30 October 2015
Jehoshebah: Not My Fate
"...visiting the iniquity of the fathers upon the children unto the third and fourth generation." (Numbers 14:18)
2. Chronicles 22:10-12
Violence courses through my blood;
a curse runs in this family:
doomed we are to cruelty
- can't help it.
Once,
a good man made a bad mistake,
and now we are cursed,
now David is fated
to spill David's blood,
and history repeats itself
over and over again
- can't help it.
Generation to generation
the curse flows on;
violence courses through our blood,
drowning the promise,
strangling the blessing
that God said was ours.
A curse runs in this family
and can't be stopped
- can't help it.
Or can we?
What if I rise and stem this flood?
What if I counter this violence with peace?
What if I refuse to be controlled by this curse?
What if I say this is not my fate?
There is no curse
except of our own making.
Nothing holds us back
from being free.
So I will rise and save a life;
I will rise, and bring violence to an end.
I will rise and break free from this curse
which was never imprisoning me.
__________________________________________________
[26. October 2015]
I'm currently working in a church with some "charismatic" tendencies - so the concept of "generational curse" has come up in a few conversations.
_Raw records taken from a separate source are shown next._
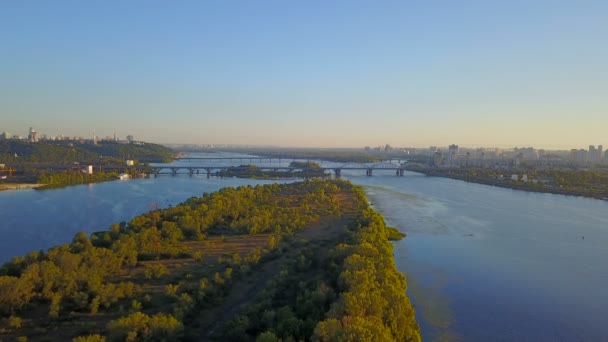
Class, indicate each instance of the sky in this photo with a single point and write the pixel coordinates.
(309, 73)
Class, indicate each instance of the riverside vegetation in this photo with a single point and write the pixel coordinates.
(301, 261)
(58, 164)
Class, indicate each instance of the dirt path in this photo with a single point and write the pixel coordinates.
(245, 290)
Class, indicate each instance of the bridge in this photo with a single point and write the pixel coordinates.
(209, 170)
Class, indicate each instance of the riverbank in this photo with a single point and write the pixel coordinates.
(19, 186)
(515, 185)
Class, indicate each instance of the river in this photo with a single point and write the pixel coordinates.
(483, 263)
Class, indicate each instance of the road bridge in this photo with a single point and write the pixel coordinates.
(209, 170)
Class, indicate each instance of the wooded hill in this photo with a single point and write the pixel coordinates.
(60, 152)
(301, 261)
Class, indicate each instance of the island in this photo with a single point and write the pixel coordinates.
(52, 164)
(302, 261)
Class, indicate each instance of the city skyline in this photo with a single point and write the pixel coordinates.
(340, 74)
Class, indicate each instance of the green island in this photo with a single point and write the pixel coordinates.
(587, 183)
(301, 261)
(63, 163)
(301, 170)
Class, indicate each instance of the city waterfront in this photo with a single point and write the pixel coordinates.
(483, 263)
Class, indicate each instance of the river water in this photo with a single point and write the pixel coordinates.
(483, 263)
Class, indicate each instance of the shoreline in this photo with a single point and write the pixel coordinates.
(19, 186)
(504, 185)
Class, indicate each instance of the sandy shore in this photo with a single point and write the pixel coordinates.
(18, 186)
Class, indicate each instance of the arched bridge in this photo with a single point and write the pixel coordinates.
(209, 170)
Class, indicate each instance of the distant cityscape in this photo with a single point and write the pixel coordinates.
(449, 156)
(527, 156)
(35, 136)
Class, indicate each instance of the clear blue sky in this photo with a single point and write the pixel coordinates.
(309, 73)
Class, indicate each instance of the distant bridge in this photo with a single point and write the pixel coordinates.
(269, 159)
(215, 169)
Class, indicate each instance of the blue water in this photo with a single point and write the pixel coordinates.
(483, 263)
(499, 264)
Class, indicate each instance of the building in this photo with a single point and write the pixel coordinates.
(452, 153)
(33, 136)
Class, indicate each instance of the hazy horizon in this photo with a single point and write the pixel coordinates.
(314, 74)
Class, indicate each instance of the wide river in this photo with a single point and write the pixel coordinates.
(483, 263)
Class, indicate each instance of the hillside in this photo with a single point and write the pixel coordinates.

I think the "generational curse" idea can be interpreted in a very problematic and unbiblical way (e.g. the idea bases mostly on a misinterpretation of Num 14:18 which I quoted at the start) - though I don't think it's an idea only charismatics have, nor is it completely totally "wrong" if looked at the right way.
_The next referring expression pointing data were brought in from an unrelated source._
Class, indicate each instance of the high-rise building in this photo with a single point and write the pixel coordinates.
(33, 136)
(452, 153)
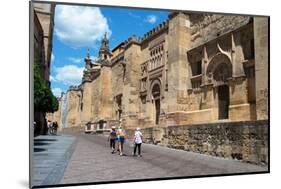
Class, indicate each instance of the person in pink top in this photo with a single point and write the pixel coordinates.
(138, 142)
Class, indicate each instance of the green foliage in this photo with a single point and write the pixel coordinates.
(44, 100)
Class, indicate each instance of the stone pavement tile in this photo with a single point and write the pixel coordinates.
(93, 162)
(49, 158)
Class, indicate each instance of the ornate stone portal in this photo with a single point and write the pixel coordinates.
(190, 69)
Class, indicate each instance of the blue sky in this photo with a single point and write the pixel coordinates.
(78, 28)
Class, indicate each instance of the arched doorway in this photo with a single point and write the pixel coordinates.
(156, 98)
(219, 72)
(223, 101)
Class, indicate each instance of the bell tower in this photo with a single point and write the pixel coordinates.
(104, 52)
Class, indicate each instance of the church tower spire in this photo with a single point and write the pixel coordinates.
(88, 60)
(104, 52)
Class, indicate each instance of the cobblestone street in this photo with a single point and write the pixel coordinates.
(93, 162)
(86, 158)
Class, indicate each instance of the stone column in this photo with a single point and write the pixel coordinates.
(179, 43)
(261, 66)
(106, 93)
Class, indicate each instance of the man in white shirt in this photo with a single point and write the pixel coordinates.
(138, 142)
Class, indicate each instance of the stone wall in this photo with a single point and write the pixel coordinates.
(246, 140)
(205, 27)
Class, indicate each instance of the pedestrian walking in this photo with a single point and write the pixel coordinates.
(112, 138)
(55, 127)
(49, 125)
(121, 140)
(137, 142)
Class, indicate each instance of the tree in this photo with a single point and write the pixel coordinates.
(44, 100)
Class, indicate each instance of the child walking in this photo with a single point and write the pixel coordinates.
(112, 137)
(138, 142)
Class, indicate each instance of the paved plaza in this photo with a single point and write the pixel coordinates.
(84, 158)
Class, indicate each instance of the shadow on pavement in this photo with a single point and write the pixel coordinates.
(44, 139)
(39, 149)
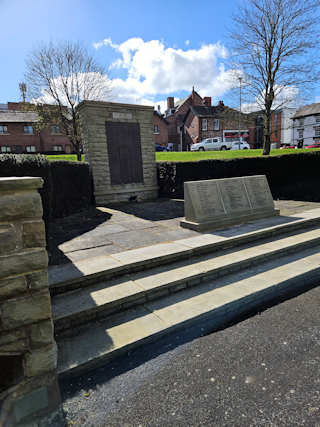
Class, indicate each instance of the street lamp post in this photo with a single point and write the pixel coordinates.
(240, 80)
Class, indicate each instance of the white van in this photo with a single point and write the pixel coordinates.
(210, 144)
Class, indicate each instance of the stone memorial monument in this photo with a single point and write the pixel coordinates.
(118, 142)
(218, 203)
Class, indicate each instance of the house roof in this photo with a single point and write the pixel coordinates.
(180, 102)
(155, 113)
(12, 116)
(308, 110)
(205, 111)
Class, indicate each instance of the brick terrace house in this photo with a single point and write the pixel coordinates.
(207, 121)
(281, 128)
(160, 129)
(18, 133)
(306, 125)
(175, 115)
(194, 118)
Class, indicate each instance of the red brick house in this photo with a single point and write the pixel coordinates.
(19, 134)
(160, 129)
(175, 115)
(194, 118)
(207, 121)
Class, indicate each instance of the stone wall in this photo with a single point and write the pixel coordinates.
(28, 354)
(93, 117)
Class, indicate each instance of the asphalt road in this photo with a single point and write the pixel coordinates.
(263, 371)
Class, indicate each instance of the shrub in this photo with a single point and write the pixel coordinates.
(72, 187)
(291, 176)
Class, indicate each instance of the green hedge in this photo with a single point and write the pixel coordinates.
(67, 185)
(72, 187)
(291, 176)
(31, 165)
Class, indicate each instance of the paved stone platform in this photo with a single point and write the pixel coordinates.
(109, 230)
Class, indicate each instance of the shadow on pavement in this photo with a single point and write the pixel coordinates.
(161, 209)
(65, 229)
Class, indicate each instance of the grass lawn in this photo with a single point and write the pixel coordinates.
(195, 156)
(188, 156)
(66, 157)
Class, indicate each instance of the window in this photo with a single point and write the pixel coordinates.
(204, 124)
(275, 125)
(55, 129)
(5, 149)
(30, 149)
(18, 148)
(28, 129)
(57, 148)
(3, 129)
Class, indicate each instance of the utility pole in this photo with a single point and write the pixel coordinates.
(240, 80)
(23, 90)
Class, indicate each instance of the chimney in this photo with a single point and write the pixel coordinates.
(207, 101)
(170, 102)
(192, 96)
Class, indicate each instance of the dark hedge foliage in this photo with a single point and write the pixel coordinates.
(72, 187)
(67, 185)
(290, 176)
(31, 165)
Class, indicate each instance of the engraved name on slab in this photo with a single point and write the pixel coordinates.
(234, 195)
(125, 116)
(259, 192)
(205, 199)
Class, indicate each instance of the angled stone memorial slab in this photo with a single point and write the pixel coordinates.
(217, 203)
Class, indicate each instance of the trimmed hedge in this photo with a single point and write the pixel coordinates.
(72, 185)
(67, 185)
(290, 176)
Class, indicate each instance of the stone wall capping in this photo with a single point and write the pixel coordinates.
(113, 105)
(27, 346)
(20, 183)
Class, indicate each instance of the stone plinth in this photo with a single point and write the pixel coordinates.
(218, 203)
(118, 142)
(29, 391)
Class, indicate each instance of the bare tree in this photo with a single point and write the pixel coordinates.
(274, 44)
(58, 77)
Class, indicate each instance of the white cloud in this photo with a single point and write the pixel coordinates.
(155, 71)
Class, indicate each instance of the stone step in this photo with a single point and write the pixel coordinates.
(63, 278)
(208, 306)
(98, 301)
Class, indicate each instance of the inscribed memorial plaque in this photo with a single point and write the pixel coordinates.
(259, 192)
(218, 203)
(204, 200)
(234, 195)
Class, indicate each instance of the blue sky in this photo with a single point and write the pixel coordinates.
(154, 49)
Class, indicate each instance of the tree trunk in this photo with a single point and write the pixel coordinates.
(267, 136)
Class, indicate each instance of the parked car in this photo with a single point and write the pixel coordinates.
(210, 144)
(284, 146)
(316, 145)
(239, 145)
(159, 147)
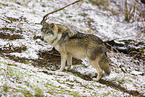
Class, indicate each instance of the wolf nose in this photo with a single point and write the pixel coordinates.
(42, 39)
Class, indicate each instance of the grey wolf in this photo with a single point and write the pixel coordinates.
(71, 43)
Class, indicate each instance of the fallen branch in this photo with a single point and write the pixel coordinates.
(45, 17)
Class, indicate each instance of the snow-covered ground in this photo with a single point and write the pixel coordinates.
(23, 79)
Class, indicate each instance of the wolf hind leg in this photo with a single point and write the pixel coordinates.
(95, 64)
(63, 61)
(104, 64)
(69, 61)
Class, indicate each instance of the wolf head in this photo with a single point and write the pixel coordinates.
(53, 32)
(50, 33)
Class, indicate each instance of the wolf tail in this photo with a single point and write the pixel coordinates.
(104, 64)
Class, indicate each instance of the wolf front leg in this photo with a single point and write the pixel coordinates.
(95, 64)
(63, 61)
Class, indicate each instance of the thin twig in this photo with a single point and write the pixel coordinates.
(45, 17)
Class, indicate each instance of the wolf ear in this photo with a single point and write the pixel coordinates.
(52, 25)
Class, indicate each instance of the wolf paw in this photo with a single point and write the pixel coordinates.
(59, 70)
(68, 67)
(96, 79)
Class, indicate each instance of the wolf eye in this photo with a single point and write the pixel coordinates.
(50, 32)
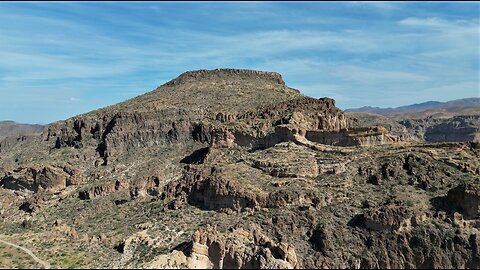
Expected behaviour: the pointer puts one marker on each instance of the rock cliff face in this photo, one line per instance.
(118, 129)
(233, 169)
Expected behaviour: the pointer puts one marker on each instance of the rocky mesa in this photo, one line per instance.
(232, 168)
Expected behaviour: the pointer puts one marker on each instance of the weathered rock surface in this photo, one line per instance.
(233, 169)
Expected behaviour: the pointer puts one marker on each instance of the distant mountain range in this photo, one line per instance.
(458, 103)
(11, 128)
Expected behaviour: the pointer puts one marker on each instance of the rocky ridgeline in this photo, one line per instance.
(316, 120)
(233, 169)
(218, 74)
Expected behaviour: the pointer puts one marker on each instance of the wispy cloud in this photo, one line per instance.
(360, 53)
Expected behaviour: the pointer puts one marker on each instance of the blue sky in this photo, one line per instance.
(60, 59)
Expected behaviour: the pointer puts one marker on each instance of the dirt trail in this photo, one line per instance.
(45, 264)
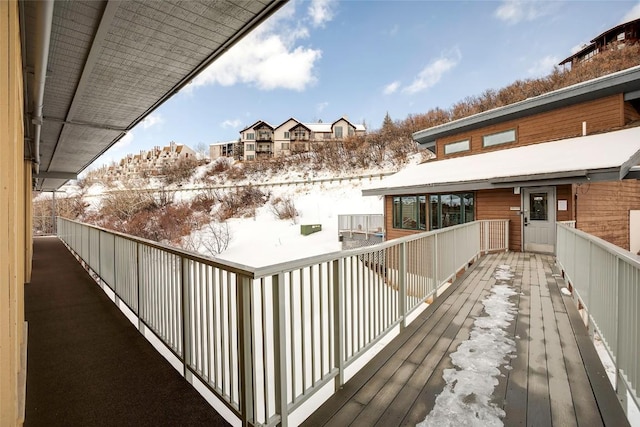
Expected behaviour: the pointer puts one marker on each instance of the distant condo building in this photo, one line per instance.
(262, 140)
(149, 162)
(614, 38)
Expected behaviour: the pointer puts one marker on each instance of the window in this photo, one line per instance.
(409, 212)
(499, 138)
(538, 207)
(450, 209)
(456, 147)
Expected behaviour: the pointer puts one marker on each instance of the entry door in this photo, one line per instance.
(539, 219)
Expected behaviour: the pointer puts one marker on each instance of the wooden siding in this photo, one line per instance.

The way I see it (and from what I have read in the Bible), the sins or mistakes of one generation can influence future generations: what we do and how we live influences how our children grow up, the example they learn from and copy, and the patterns which they take over. However, if we talk about it as a "curse", it can very quickly turn into "I can't help it; I'm trapped". And I don't believe that. We are not trapped in the bad habits and patterns we grew up in and grew into. We don't have to repeat history.
Jehoshebah was born into a very violent family. It all began with her grandfather Jehoshaphat's mistake. Jehoshaphat was a very good king who made important reforms in Judah and led people back to God by sending out teachers among them and even travelling the country to teach them himself. His mistake was connecting his family to the family of Ahab. He himself did not have to suffer many consequences for this - his family did. I do not see this as "God's punishment on future generations" - I see this as the natural consequences. Our actions affect others, they can affect generations after us. (E.g. the damage we do to the environment now will affect future generations.) God's punishment is in the sense that he allows this to happen. The trouble is that we "pass on" our sins; children learn from their parents and repeat things. This is not about "inheritance" as much as about learning and copying.
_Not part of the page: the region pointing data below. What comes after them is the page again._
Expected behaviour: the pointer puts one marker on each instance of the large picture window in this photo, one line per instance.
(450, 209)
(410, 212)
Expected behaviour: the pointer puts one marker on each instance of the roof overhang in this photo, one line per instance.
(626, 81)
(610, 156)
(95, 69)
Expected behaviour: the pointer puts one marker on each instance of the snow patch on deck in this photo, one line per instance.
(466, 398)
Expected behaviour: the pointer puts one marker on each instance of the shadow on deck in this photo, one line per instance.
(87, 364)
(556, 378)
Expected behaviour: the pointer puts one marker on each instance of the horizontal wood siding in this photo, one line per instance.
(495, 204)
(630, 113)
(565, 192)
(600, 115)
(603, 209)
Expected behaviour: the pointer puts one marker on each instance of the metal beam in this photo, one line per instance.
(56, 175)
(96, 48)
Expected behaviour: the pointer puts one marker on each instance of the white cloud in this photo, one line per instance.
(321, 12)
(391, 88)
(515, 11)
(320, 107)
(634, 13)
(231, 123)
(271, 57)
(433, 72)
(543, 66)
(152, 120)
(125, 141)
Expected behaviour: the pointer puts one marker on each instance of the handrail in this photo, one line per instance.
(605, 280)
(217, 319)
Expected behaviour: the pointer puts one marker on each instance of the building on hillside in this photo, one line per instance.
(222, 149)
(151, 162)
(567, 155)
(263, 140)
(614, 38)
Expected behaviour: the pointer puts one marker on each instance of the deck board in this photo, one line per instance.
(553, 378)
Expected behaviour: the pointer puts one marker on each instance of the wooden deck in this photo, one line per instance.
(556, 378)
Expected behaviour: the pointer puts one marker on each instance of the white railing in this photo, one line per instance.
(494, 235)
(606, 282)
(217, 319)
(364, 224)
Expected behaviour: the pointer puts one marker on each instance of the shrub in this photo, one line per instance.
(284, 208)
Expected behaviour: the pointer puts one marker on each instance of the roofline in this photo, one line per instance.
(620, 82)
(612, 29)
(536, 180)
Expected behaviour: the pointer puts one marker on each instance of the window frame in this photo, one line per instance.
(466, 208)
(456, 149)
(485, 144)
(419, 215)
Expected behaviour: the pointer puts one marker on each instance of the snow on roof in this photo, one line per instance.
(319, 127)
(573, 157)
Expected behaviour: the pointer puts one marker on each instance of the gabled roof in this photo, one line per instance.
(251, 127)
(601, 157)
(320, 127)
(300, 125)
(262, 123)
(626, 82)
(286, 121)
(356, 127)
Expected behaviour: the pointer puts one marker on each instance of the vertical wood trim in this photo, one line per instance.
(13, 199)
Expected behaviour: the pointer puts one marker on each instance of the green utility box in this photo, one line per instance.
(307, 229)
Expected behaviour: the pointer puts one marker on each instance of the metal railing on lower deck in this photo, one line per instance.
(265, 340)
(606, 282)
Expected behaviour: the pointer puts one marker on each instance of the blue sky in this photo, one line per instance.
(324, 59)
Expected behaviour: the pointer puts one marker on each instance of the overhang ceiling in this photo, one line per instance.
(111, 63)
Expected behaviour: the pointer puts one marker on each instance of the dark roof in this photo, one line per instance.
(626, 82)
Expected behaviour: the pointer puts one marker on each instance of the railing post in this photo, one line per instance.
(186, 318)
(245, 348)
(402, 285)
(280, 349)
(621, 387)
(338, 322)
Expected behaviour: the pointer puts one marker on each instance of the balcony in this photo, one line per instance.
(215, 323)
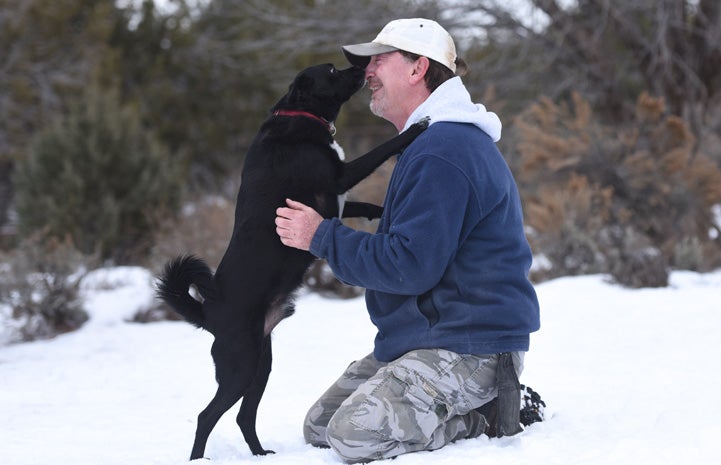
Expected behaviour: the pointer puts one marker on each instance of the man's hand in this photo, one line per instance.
(296, 224)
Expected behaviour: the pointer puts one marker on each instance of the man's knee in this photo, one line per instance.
(351, 443)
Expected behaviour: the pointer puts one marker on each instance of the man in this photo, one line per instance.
(446, 272)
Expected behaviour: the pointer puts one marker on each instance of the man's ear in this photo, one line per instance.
(420, 68)
(298, 89)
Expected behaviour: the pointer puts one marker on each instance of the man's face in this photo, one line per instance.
(387, 79)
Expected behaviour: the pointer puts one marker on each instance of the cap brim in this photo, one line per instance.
(360, 54)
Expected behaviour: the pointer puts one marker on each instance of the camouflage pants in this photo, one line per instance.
(421, 401)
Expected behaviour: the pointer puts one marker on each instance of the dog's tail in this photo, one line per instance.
(173, 286)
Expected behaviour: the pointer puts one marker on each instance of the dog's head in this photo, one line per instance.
(322, 90)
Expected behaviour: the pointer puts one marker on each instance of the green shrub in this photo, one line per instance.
(99, 178)
(39, 289)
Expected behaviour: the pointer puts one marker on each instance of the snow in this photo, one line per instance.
(628, 377)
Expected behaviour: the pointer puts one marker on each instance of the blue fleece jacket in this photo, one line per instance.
(448, 265)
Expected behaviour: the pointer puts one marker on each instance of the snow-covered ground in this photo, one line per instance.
(629, 376)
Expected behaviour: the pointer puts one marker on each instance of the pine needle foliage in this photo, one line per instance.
(99, 178)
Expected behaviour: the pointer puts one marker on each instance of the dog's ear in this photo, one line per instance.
(298, 90)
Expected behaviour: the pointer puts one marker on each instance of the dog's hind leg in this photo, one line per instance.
(208, 418)
(249, 408)
(234, 371)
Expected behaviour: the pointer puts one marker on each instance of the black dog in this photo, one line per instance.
(252, 289)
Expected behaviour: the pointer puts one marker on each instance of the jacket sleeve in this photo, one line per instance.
(425, 214)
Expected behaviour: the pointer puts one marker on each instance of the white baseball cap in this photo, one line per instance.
(421, 36)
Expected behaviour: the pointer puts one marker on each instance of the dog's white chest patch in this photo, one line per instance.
(341, 198)
(338, 149)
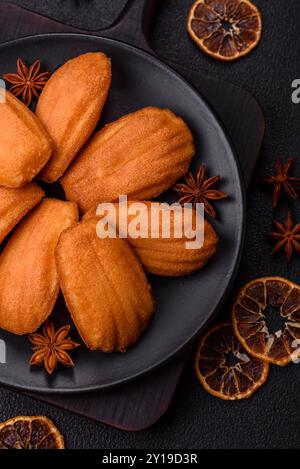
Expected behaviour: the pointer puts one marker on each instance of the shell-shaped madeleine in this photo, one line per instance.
(15, 204)
(25, 146)
(70, 106)
(139, 155)
(28, 275)
(164, 243)
(104, 286)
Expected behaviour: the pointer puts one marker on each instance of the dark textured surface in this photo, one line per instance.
(270, 418)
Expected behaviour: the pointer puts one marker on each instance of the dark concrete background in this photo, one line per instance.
(271, 418)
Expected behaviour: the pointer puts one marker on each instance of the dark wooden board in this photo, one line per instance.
(139, 404)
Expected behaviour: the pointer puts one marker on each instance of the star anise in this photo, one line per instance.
(199, 189)
(287, 235)
(282, 181)
(27, 81)
(52, 347)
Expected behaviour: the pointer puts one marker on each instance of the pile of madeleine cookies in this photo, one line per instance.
(140, 155)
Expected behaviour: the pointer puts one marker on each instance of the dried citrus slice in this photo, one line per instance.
(30, 433)
(225, 29)
(266, 319)
(224, 368)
The consequences of Jehoshaphat's wrong choice played out in the second generation: his son Jehoram (Jehoshebah's father) killed all his brothers to ensure power for himself (that's why "David is fated / to spill David's blood"). His son Ahaziah was also not a good king. After Ahaziah's death, his mother Athaliah started killing all her grandchildren. Her grandchildren! I can't imagine how she could do that! So as you can see: a violent family, killing each other off for power.
I think saying something is a "curse" is a bad excuse. Of course our parents, our pasts, our experiences mark us and influence us and can to an extent also bind us powerfully to unhealthy patterns of thinking and living. But I don't believe we are "imprisoned" in a "can't help it" situation. The mistakes of the past don't have to be repeated. The curse can be broken when we realise it's not there. No one is "cursed" in the sense that they are "fated" to be some way. David's family had a promise and a blessing upon it - and through all the killing (over 3 generations, only 1 child per generation survived!) God always made sure that promise lived on: the promise of the Messiah from the family of David. But those involved seem to have seen the curse more than the blessing - and that made them stay stuck in the curse.
I believe we can be free, if only we realise we already are. No one forces us to repeat the mistakes of previous generations. Someone just has to break the pattern - and Jehoshebah did, by standing up and saving the life of her nephew, Joash, instead of letting Athaliah kill him with all his brothers. We are not "cursed" or "fated" to anything; it's our choices that matter, and we can always choose to break with the mistakes of the past and start something new.